NHKの昼のニュースは、エジプトかアジアカップかどちらをトップにするかで、局中枢の見出しの担当者は、一瞬迷ったかもしれない。アジアカップ優勝がトップに来た。エジプトはしばらく情勢が混とんとするだろうから、それでいい。
とはいえ、エジプト情勢はわが国にも大きな影響を及ぼすという基本は変らないし、北アフリカで起きつつある政治状況の変化は、しっかりと認識しておかねばならない。
エジプト情勢がムラバク30年支配を打破する勢いで、市民革命の様相を呈している。邦人観光客500名余も空港で足止めされているとして、懸念される。
「ムバラク大統領の独裁の象徴だった与党・国民民主党(NDP)本部ビルはあっという間に炎に包まれ、数千人が雄たけびをあげた」と、読売新聞1月29日(土)で田尾茂樹特派員が伝えている。
NY株価は166ドルも大きく下げた。

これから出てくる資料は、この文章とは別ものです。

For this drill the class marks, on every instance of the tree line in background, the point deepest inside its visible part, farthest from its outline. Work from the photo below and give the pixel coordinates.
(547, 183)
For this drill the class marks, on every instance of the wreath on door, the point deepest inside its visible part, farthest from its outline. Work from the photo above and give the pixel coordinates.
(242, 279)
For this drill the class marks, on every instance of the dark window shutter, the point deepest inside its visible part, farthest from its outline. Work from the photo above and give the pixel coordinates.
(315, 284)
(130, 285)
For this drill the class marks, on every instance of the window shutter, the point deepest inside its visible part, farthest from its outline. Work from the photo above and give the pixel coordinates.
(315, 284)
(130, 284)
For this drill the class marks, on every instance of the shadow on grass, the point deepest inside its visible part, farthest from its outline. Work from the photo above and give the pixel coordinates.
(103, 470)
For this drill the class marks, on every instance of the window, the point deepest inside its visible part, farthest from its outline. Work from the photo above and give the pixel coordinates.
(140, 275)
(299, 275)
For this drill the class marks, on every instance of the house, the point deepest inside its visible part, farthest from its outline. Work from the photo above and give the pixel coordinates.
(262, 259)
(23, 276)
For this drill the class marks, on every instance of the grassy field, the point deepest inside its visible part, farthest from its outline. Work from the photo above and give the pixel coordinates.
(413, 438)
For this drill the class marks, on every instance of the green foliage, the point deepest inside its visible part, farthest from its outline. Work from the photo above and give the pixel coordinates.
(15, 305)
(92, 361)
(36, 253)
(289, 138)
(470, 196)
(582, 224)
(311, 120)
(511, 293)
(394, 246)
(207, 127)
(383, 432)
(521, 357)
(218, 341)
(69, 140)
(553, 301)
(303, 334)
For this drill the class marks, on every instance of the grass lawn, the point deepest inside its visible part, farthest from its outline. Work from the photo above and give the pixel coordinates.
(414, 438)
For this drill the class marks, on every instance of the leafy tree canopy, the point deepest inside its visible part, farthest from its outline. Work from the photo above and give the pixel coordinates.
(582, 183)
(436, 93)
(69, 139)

米国が中東アフリカ外交の基軸としている国家を脅かす、そうした不安を強く市場が共有しているからだろう。特に、サウジなど大産油国への影響を案じていることは明確だ。
他方、北京からは同じく読売の佐伯聡士が「中国政権、エジプトデモ「反体制」波及を警戒」2011年1月29日 と発信して来た。
反体制の民主化運動こそが北京が最も恐れるものである。外国の民主化を求めるうねりは、それを一党支配で抑え込んでいる共産党支配の中国のとって、最大の警戒材料であることは間違いない。
ことの発端は、北アフリカのチュニジアで起きた民主化革命運動だ。1月18日、23年に及ぶベンアリ大統領の独裁体制が崩壊した。この運動がどのように決着していくのか、政治学的にはいかなる統治形態をとるのかまだふめいであるが まさにチュニジアにおける独裁打倒の民主化の動きがエジプトを直撃した。
米国の中東政策におけるエジプトの存在は格別なものがあり、これが激震に見舞われているからであり、米国の懸念は大きい。
だが、独裁者と独裁体制を結果として支持する形での中東アフリカ政策こそがむしろ問われるべきだろう。米国外交はあれだけの費用と人的資源を投入し、その見返りが恐ろしく低い。
金融資本主義お得意の損得勘定と国際貢献でアメリカ外交を格付けすれば、AAAどころか、CCCというべきと私は評価している。もとより最悪の大統領と評価されているブッシュ前大統領がまいた種だと見ている。
ブッシュ政治の負の遺産を背負込んで、登場時からみれば、支持率を大幅に下げているオバマ大統領にも酷なことだ。